To sell a curriculum about slavery to right-leaning Americans in 2021, it's not good enough to simply deliver the materials. You have to try to own the libs. FAIRstory builds its "anti-CRT" cred in a critique of the Standards for Justice, a bellwether curriculum written by the Southern Poverty Law Center’s Learning for Justice project.
As academics, the authors of FAIRstory cannot impugn CRT like Republican politicians do, using the phrase as an umbrella for everything they don't like. Instead, they make the unsubstantiated claim that CRT "in recent months" has morphed into a "rejection of all systems implicated, however tangentially, with racist practices." The problem, you see, is not cynical right-wing politicians turning CRT into in a meaningless, inflammatory buzzword. The problem is liberals tearing down our institutions and culture. Right.
From this ideological perch, FAIRstory parses an "About" document authored by Teaching Tolerance (the precursor to Learning for Justice) word-for-word in search of things right wing politicians want them to find. Some of FAIRstory's bizarre claims:
  • SPLC's use of the phrase "raising consciousness" has Marxist implications.
  • SPLC's use of the word "democracy" without the modifier "American" in front reveals an anti-American bias.
  • SPLC's use of the word "equitable" might link to radical CRT because “‘equitable’ can mean equality of outcomes."

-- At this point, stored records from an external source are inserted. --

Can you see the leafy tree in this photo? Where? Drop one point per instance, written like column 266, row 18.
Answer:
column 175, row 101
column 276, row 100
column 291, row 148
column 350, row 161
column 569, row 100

In general, FAIRstory concern-trolls any mention of a person’s group identity and lived experience. Of course, systemic racism is oppression based on groups, groups often defined by the oppressor for their own benefit and with members who would rather not belong. An antiracist movement which isn't group-centric – which does not address how group identities intersect to influence a person's experience of their government and culture – is effectively defanged.
Right-wing politicians will recognize FAIRstory's tactics because they use them all the time. Political movements to expand human rights in the United States have always been collective in nature. To push back: Sever a person's connection to others similarly affected by bigotry, discrimination and hate with appeals to individuality. Delegitimize groups combatting racism by calling them Marxist, anti-American, and violent.
Of course, it goes without saying that the right has no intention of abandoning its collectives, and no intention of admitting into them any person who isn’t in lock step with their vision for our country.
The shame is, FAIRstory could have created a program emphasizing individual character to stand helpfully alongside such programs as Learning for Justice and The 1619 Project. But in its current form and with its implicit agenda, FAIRstory doesn’t belong in any US public school.
Future articles in this series will examine the FAIRstory approach in greater detail.
This article has been edited for clarity.